The total loss combines everything:

\[ \mathcal{L}_{\text{total}} = \mathcal{L}_{\text{main}} + \lambda \left( \mathcal{L}_{\text{pass}} + \mathcal{L}_{\text{threat}} + \mathcal{L}_{\text{synergy}} \right) \]

with \( \lambda = 0.1 \) to downweight auxiliaries.

The Results

Let me cut to the chase. Messi → Neymar (Barcelona 2014-2017):

Output Score
Compatibility 0.87
Pass Quality 0.82
Threat Flow 0.78
Position Synergy 0.69

That 0.87 puts them in the 95th percentile globally. For comparison, a random defender-striker pair scores around 0.12. The 7× difference is what convinced me this actually works.

More broadly: known same-squad partnerships score median 0.64; random cross-squad pairs score 0.18. That 3.6× separation demonstrates the model captures real signals, not noise.

Why It Works (And Why I Think It's Cool)

A few things came together that I didn't fully appreciate until the end:

1. Learned, not tuned.
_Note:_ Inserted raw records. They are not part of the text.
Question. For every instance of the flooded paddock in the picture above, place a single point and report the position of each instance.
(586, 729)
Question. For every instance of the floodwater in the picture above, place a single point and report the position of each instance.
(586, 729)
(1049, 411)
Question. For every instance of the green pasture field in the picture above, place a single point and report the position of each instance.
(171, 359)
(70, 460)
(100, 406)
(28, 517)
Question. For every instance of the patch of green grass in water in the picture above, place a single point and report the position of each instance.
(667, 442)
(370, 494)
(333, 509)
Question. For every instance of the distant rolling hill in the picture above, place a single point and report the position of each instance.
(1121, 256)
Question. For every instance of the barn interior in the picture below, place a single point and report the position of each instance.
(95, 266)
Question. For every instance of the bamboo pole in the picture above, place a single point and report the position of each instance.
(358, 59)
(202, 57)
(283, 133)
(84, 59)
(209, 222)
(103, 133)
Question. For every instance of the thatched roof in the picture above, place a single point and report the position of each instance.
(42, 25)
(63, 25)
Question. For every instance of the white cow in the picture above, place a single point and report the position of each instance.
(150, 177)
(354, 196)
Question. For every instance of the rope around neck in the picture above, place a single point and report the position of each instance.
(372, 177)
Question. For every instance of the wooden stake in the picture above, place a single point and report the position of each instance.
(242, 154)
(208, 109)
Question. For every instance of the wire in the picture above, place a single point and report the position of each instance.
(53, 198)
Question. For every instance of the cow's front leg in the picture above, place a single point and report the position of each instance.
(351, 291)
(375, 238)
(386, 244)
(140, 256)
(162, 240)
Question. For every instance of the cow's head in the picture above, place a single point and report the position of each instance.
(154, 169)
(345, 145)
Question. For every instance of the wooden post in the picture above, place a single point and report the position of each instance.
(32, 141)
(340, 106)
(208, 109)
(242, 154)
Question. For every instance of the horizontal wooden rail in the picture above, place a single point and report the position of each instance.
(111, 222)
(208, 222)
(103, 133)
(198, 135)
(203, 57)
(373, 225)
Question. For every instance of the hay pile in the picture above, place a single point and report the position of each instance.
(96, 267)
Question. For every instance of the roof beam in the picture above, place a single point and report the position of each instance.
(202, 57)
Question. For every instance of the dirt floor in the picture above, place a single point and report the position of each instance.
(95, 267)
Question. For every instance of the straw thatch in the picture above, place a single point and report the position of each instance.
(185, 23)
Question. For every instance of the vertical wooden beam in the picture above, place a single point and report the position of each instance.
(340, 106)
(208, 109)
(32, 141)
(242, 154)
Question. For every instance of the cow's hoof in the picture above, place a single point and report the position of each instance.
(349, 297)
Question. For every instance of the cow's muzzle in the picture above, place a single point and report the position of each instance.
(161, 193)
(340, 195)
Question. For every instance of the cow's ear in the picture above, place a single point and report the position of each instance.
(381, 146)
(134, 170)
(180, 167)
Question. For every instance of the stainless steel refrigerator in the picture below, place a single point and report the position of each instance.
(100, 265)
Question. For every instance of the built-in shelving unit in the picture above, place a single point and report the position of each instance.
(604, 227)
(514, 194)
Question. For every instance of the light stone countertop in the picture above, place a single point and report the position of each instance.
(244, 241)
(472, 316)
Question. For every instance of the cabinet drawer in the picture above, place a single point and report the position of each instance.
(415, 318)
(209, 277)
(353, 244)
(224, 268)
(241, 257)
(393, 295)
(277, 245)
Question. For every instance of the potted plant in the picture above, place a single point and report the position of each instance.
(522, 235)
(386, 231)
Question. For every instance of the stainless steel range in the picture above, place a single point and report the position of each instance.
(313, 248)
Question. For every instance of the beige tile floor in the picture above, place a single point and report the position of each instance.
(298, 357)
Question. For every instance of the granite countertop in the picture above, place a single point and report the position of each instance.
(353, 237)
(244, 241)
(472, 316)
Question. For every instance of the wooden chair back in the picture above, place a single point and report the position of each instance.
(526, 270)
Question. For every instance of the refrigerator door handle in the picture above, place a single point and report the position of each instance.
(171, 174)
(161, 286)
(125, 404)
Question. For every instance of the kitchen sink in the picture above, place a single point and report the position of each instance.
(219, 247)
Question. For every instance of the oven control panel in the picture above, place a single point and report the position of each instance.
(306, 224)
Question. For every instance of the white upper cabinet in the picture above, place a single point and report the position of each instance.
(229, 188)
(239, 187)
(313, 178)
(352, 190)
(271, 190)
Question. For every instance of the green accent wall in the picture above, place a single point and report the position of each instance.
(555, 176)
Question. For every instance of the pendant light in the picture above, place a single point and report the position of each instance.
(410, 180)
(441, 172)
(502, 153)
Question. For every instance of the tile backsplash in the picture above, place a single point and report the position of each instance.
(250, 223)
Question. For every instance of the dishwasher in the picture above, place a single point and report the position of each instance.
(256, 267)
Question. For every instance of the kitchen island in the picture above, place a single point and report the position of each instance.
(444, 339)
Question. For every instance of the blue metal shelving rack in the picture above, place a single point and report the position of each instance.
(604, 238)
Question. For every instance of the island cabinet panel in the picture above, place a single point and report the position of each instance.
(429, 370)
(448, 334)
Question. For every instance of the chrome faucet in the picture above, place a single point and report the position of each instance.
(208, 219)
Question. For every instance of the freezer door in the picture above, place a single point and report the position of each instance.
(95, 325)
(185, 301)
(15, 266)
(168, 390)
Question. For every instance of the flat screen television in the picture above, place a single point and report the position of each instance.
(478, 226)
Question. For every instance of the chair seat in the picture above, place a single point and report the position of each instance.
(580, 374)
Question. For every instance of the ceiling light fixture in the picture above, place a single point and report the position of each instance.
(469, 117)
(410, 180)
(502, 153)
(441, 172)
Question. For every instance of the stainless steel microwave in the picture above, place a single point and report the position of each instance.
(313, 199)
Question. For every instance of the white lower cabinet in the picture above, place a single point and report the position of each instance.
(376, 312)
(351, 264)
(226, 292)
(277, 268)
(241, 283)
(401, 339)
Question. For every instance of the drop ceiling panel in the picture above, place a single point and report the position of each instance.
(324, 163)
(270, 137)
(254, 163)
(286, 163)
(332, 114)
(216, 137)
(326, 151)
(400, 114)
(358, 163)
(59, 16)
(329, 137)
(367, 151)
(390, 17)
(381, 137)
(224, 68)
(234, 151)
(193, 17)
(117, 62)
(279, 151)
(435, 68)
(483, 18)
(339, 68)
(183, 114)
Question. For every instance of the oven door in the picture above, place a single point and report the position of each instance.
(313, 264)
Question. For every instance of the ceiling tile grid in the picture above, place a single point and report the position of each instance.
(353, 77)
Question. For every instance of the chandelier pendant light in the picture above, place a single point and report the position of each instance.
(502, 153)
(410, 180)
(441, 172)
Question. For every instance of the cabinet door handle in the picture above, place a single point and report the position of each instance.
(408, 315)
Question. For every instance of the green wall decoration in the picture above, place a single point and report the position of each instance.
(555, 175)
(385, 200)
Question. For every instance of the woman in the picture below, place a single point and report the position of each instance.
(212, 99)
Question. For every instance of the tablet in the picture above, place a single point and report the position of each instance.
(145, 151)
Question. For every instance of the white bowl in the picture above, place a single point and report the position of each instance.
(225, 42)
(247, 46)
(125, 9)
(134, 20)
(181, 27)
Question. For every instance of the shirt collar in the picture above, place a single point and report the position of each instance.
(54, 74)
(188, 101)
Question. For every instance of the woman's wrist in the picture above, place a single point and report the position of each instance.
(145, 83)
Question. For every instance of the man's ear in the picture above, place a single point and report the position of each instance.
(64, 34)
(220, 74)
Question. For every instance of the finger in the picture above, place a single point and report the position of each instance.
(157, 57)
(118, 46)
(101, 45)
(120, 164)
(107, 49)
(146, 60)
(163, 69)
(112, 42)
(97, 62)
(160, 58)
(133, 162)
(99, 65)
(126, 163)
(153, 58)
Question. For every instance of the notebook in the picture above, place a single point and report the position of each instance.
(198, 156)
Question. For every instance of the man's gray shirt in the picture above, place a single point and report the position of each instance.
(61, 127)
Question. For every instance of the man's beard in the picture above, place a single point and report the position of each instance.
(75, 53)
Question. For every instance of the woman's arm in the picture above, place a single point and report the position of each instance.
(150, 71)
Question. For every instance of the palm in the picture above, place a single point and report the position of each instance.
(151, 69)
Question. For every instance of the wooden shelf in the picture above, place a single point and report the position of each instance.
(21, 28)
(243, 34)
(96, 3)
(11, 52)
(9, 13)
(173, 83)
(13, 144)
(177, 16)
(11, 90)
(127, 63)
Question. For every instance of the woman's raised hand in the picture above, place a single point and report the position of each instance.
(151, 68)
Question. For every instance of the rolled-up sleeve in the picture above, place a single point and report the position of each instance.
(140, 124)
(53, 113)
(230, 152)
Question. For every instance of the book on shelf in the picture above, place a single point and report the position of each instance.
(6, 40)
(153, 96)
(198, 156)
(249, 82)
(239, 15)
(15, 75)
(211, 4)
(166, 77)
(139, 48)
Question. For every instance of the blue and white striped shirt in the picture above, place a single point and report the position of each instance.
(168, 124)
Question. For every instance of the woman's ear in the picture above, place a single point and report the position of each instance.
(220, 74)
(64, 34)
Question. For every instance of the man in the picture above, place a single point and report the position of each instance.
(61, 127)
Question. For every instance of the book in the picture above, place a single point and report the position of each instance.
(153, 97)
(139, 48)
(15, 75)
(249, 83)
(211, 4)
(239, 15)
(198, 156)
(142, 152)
The neural network discovers what makes players compatible. No manual parameter tweaking, no "I think pass success should be 35%." The data decides.

2. GCNs capture context. A player's embedding isn't just about their individual stats - it encodes how they fit into team structure. A creative midfielder looks different when surrounded by pacey wingers versus target men.

3. xT as supervision. Training on threat prediction forces embeddings to capture offensive chemistry. The network can't cheat; it has to learn what actually moves the ball toward goal.

4. Generalizes to sparse pairs. Two players who've rarely passed directly still get meaningful scores because their embeddings encode playing style. Hardcoded heuristics fail without data; learned embeddings don't.

The Pipeline

For completeness, here's the full data flow:

Stage Input Output Dimensions
1-2 StatsBomb CSV Events + Possession IDs
3 Events xT map (ΔxT per zone) 96 zones
4 Events Player feature vectors 23-D
5 Features + events Pass graphs 22 nodes, 10-D edges
6 Graphs Trained GCN ~400K params
7 GCN + graphs Player embeddings 128-D
8 Embeddings Labeled pairs ~28K pairs
9 Pairs Trained scorer ~200K params
10 Embeddings + scorer Compatibility scores 1 main + 3 aux

Complete execution takes about 60 seconds. The final model is 2.3 MB. Single-pair inference is under 1 millisecond - fast enough to score all 55 outfield player pairs in a match in under 100ms.

What's Next

I've been thinking about extending this to temporal dynamics - how does compatibility evolve over a season as players gel or drift apart? There's also the question of counterfactuals: given a squad, which signing would maximize overall compatibility?

But honestly, the most satisfying part was seeing Messi-Neymar light up the model. Numbers confirming what the eye test already knew. Sometimes that's exactly what good analytics should do.

The StatsBomb open data made this project possible. If you want to dig into football analytics, that's the place to start.